Spain Detects New Letter Bombs Following Explosion in Ukraine Embassy

A day after a letter bomb exploded at the Ukrainian Embassy in Madrid injuring one employee, Spain’s interior and defense ministries said early Thursday that Spanish police are investigating a suspicious letter bomb sent to an air base outside Madrid.

Spanish security forces found an explosive device hidden in a mailed parcel sent to the Satellite Center of the air force base in Torrejon de Ardoz, outside Madrid – the military section of the Madrid–Torrejon Airport serving the capital.
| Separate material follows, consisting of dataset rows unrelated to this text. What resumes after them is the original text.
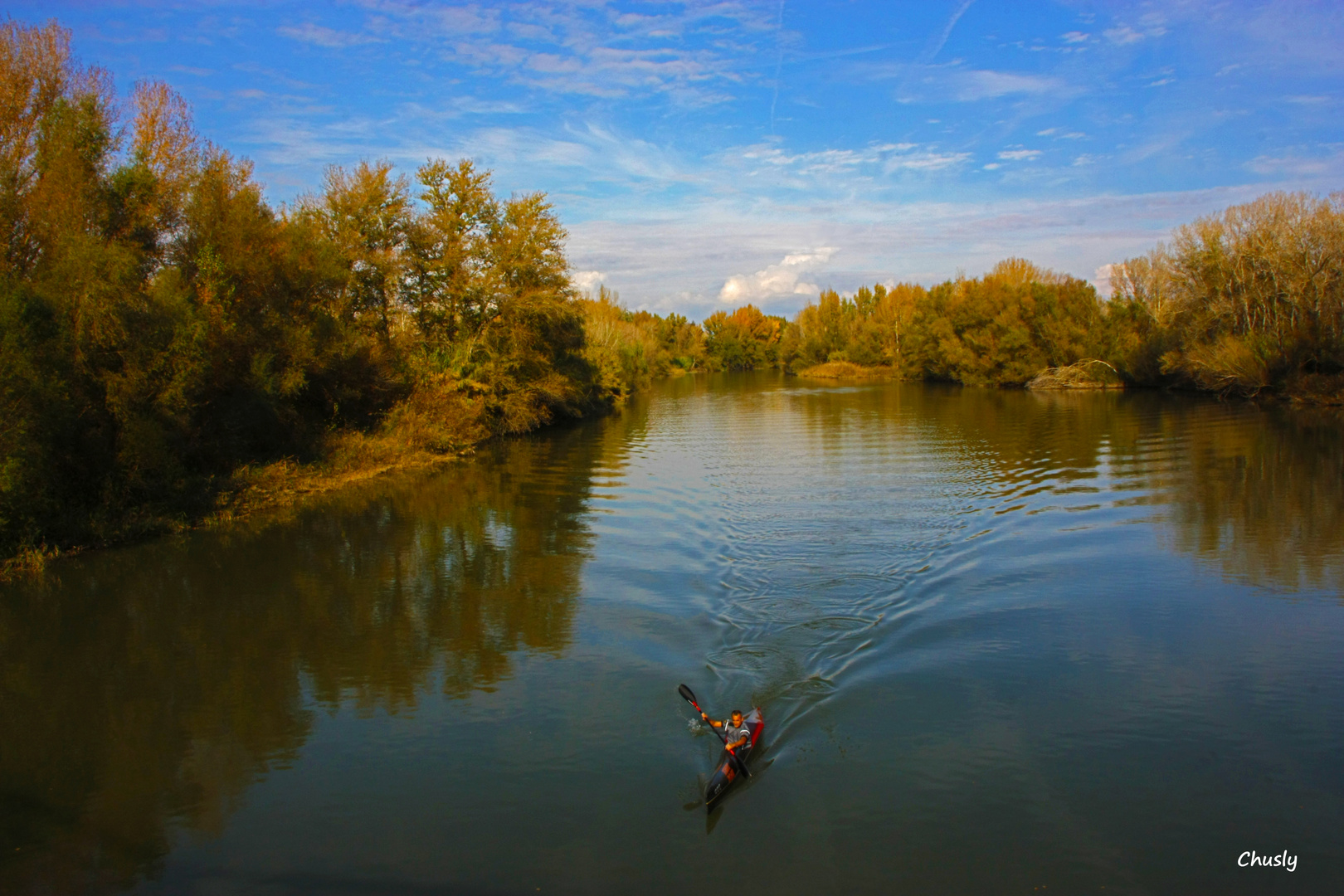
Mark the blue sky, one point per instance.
(707, 155)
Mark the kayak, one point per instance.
(728, 772)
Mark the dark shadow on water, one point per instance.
(147, 688)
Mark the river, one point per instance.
(1003, 641)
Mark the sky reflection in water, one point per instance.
(1001, 640)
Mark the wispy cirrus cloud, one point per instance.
(323, 37)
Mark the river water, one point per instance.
(1003, 641)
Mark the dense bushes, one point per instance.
(1244, 299)
(162, 324)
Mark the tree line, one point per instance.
(1244, 301)
(163, 325)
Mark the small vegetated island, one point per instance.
(175, 348)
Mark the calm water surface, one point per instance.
(1003, 641)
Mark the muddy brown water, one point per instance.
(1003, 641)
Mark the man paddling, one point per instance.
(735, 733)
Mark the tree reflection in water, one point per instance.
(149, 688)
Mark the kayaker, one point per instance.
(735, 733)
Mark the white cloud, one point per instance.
(1101, 280)
(587, 278)
(1149, 26)
(1300, 164)
(784, 278)
(323, 37)
(984, 84)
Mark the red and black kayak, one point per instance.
(728, 772)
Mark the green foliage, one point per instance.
(162, 324)
(1244, 299)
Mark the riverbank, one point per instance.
(347, 458)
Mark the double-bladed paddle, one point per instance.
(689, 698)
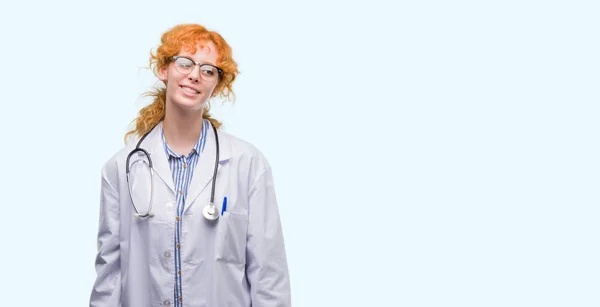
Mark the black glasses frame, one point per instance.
(219, 70)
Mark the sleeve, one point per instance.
(107, 286)
(266, 263)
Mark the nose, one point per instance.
(194, 74)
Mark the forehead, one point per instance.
(202, 52)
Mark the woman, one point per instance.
(161, 240)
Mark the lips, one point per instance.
(189, 89)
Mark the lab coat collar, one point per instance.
(203, 171)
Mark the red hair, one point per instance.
(185, 37)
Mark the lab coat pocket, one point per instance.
(230, 244)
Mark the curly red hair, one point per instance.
(185, 37)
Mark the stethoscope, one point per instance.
(209, 211)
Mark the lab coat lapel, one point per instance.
(160, 162)
(204, 170)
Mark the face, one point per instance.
(186, 88)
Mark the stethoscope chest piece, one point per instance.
(210, 212)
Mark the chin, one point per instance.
(187, 104)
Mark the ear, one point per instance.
(162, 74)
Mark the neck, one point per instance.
(182, 129)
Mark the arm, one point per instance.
(107, 287)
(267, 267)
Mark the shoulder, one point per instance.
(244, 152)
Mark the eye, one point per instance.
(208, 70)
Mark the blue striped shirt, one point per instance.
(182, 168)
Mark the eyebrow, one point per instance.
(189, 57)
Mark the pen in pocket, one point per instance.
(224, 207)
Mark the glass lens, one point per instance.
(184, 66)
(208, 72)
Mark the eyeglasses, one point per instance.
(208, 72)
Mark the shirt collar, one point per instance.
(195, 150)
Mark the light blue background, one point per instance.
(426, 153)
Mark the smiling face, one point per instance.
(186, 89)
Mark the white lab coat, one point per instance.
(237, 260)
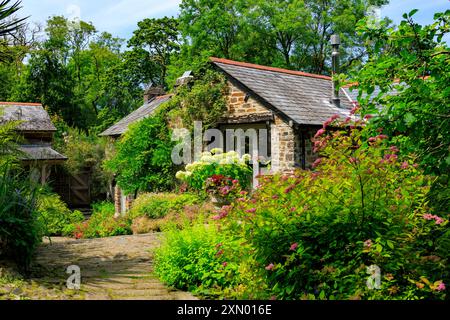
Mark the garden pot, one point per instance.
(218, 201)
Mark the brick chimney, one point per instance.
(153, 92)
(335, 43)
(184, 79)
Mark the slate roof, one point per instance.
(33, 116)
(302, 97)
(40, 152)
(144, 111)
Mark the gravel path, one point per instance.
(111, 268)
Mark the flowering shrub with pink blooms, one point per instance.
(313, 235)
(321, 234)
(218, 174)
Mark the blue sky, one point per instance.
(120, 17)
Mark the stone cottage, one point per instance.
(37, 129)
(291, 105)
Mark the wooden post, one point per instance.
(117, 201)
(43, 174)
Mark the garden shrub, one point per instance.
(174, 219)
(321, 234)
(316, 233)
(196, 259)
(158, 205)
(219, 174)
(54, 215)
(143, 157)
(20, 232)
(102, 223)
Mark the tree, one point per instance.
(414, 60)
(8, 25)
(293, 34)
(157, 41)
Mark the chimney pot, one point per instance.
(335, 43)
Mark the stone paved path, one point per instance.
(111, 268)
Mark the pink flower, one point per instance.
(440, 287)
(354, 109)
(394, 149)
(269, 267)
(317, 162)
(289, 189)
(319, 133)
(334, 117)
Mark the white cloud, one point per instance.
(119, 17)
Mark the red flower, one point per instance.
(269, 267)
(319, 133)
(317, 162)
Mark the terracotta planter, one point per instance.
(218, 201)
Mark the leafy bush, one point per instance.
(228, 166)
(143, 157)
(84, 151)
(54, 215)
(102, 223)
(174, 219)
(318, 234)
(20, 232)
(196, 259)
(158, 205)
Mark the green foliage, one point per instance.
(158, 205)
(413, 60)
(20, 232)
(8, 25)
(54, 215)
(290, 33)
(196, 259)
(102, 223)
(313, 235)
(84, 152)
(143, 157)
(217, 164)
(158, 38)
(203, 100)
(8, 143)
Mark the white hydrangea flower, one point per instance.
(246, 157)
(216, 151)
(180, 175)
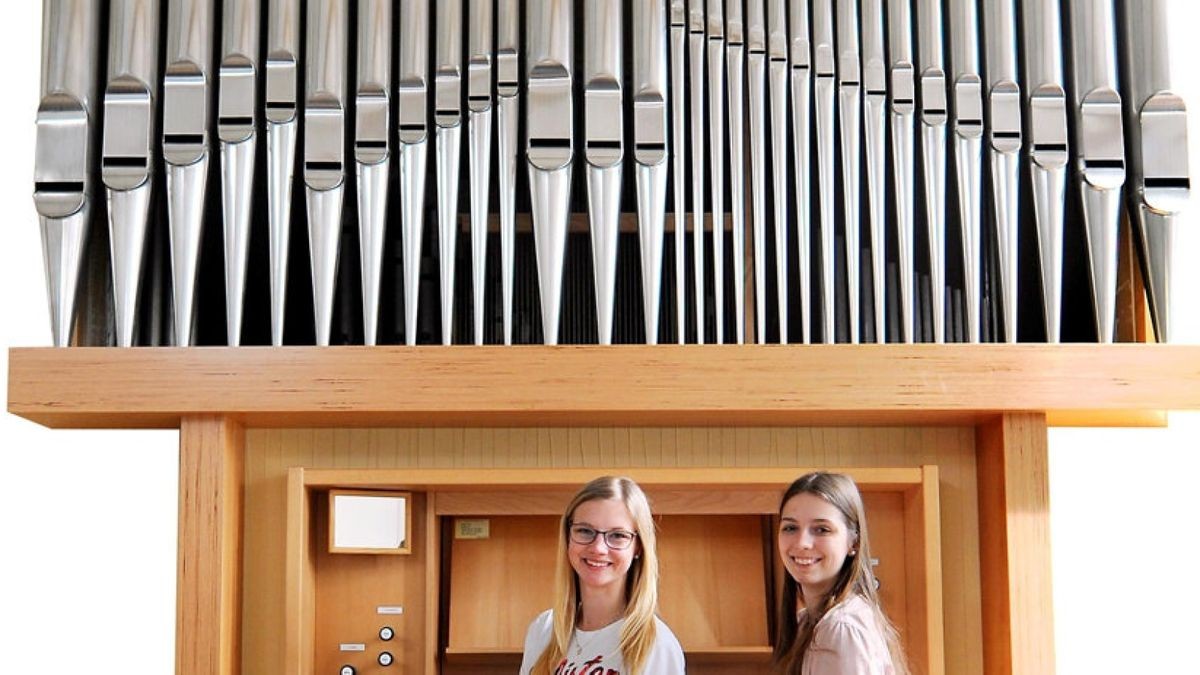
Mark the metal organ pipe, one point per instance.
(766, 107)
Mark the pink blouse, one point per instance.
(847, 641)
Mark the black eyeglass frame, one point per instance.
(605, 533)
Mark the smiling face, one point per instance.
(814, 543)
(597, 565)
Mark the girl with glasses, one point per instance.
(605, 591)
(831, 621)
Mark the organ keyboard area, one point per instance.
(493, 171)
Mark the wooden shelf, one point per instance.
(670, 384)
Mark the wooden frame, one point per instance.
(666, 384)
(406, 544)
(1008, 394)
(677, 491)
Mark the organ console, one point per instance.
(859, 184)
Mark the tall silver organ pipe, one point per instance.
(850, 121)
(187, 77)
(930, 65)
(1045, 102)
(508, 85)
(550, 149)
(1159, 177)
(875, 132)
(238, 132)
(603, 148)
(651, 151)
(324, 160)
(1005, 139)
(966, 105)
(413, 132)
(801, 55)
(479, 132)
(65, 163)
(784, 132)
(448, 144)
(282, 125)
(372, 150)
(903, 79)
(127, 163)
(1099, 160)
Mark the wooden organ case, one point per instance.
(948, 441)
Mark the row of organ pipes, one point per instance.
(892, 125)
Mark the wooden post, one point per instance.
(1014, 542)
(208, 597)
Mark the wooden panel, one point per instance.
(352, 587)
(886, 517)
(924, 633)
(778, 454)
(712, 591)
(1014, 520)
(677, 484)
(300, 575)
(666, 384)
(208, 597)
(485, 613)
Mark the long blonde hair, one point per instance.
(856, 578)
(641, 584)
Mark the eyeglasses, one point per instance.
(616, 539)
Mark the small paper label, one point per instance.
(472, 529)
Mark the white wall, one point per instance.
(88, 518)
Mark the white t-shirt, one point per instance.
(598, 652)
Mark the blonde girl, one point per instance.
(831, 621)
(605, 591)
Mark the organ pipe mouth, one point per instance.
(1164, 137)
(60, 169)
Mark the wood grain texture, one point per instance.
(349, 590)
(581, 386)
(473, 461)
(208, 597)
(1014, 520)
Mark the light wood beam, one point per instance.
(208, 597)
(1014, 542)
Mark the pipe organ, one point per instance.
(245, 172)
Spain’s defense ministry said the package was found during screening at the air base and contained a suspect mechanism. No injuries or damage were reported on-site, but extra security forces were deployed to the base

A short time afterward, the Spanish daily El Mundo reported that additional two packages with incendiary devices were detected, one addressed to the President of the Government, Pedro Sánchez and the second one addressed to the Spanish Ministry of Defense.

Spanish National Police has informed that the suspicious envelope with pyrotechnic material addressed to Sánchez and sent as an ordinary postal item, was detected, and neutralized by the security services.

Previously on Wednesday, one employee at Ukraine’s embassy in Madrid sustained non-serious injuries in the explosion that occurred while was handling a letter – an apparent bomb concealed inside an envelope – addressed to Kyiv’s ambassador to Spain, Serhil Pohoreltsev.

According to unidentified police sources, the letter contained a homemade explosive.

In the aftermath of the incident, Ukrainian Foreign Minister Dmytro Kuleba asked his Spanish counterpart to take urgent measures to investigate the attack while ordering the strengthening of the security of all Ukrainian embassies.

Spanish National Police has already placed extra security at the embassy whereas Spain’s highest criminal court, the Audiencia Nacional, is investigating the blast as a terrorist act.

Later the same day, a separate letter bomb was deactivated at a weapons manufacturer Instalaza in the northern Spanish city of Zaragoza which manufactures rocket launchers that Spain has sent to Ukraine to fight against Russia’s invasion.

According to Rosa Serrano, the top Spanish government official in the Aragon region where the second bomb arrived, an executive at the factory was apparently aware of the explosion in Madrid earlier in the day so he called the police when an envelope arrived soon after that no one seemed to recognize.

The bomb squad that arrived immediately established a security perimeter after the police determined the envelope contains explosives designed to explode upon opening and deactivated the parcel in a controlled explosion.

Serrano said that both the letter bomb at the embassy and the one that arrived in Zaragoza apparently had the same email address written as the sender and that both apparently came from Ukraine, without giving further details.